Statement from the La Riva/Puryear campaign
The La Riva/Puryear 2016 Presidential Campaign stands for the full equality and complete legalization of all immigrants in the United States. We oppose border militarization, as well as the racist criminalization and scapegoating of one of the most vulnerable sectors of the working class.
With respect to the current refugee crisis, we would vastly increase the number of refugees admitted from Syria and other war-torn areas into the United States. That number is shamefully low, given the special responsibility the U.S. government has for instigating the crisis, and the current process is far too slow (requiring approximately 18 months of vetting). In reality, the refugees should be given flights to countries of their choosing rather than forced to make perilous journeys with smugglers and in overcrowded rafts.
We demand aid be vastly increased to the refugees and to the countries who have received them. This is not just humanitarianism—as if the U.S. were a neutral and benevolent actor—but should be the first step in a comprehensive reparations program to the countries that have been exploited, pillaged and invaded over more than a century of U.S. imperialism.
But the number one way to resolve the refugee crisis in Syria is to end the regime change efforts and respect Syrian self-determination.
Our campaign condemns the overt and covert war against the Syrian government, which has devastated a nation that used to take in millions of refugees from around the region.
We call for the end of all the ongoing U.S. wars and interventions and the closure of U.S. military bases around the world. We demand that all the troops be brought home and the $1 trillion military budget be used to provide for people’s needs here and around the world.

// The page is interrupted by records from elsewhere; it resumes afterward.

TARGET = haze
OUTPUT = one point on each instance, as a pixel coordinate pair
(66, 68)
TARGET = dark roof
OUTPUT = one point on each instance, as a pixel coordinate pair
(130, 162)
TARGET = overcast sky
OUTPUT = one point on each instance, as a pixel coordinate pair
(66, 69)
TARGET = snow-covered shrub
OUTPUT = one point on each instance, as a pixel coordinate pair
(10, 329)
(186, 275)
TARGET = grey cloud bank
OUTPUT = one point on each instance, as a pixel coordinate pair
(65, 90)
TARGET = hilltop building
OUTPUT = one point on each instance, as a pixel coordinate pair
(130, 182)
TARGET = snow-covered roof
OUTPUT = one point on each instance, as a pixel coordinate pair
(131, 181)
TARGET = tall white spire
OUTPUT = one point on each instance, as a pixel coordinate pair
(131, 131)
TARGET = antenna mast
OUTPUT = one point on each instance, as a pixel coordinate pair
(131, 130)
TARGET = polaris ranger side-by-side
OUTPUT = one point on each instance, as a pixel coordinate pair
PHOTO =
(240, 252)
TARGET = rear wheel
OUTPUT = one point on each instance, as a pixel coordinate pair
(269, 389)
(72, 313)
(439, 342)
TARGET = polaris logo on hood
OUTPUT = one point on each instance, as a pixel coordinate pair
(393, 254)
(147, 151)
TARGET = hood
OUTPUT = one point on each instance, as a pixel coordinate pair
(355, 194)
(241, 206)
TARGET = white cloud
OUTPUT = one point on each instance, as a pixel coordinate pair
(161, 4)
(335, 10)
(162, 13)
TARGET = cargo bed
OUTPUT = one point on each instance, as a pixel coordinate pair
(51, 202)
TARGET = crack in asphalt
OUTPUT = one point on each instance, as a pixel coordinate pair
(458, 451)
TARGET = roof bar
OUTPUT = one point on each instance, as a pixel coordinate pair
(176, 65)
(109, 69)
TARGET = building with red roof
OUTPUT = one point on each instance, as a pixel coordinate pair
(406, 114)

Capitalist hypocrisy on borders
Today, the ruling classes of Europe and the United States a rewhipping up anti-immigrant sentiment, combined with repressive policies and blatant discrimination. The EU, which for decades bragged of its open movement, is now throwing up border fences. Democratic and Republican leaders say they will further militarize the U.S.-Mexico border, potentially building a wall.
Using virulent racism, far-right politicians worldwide are warning of the collapse of their national identity, if not “Western civilization” as a whole. They are preying on the economic and social insecurities that their global economic system has produced.
While the capitalists tighten borders when it comes to human beings, they pass “free trade” agreements that allow their banks and corporations to freely cross in pursuit of profit. They have privatized and destabilized existing economic structures, stripping untold numbers of their livelihoods.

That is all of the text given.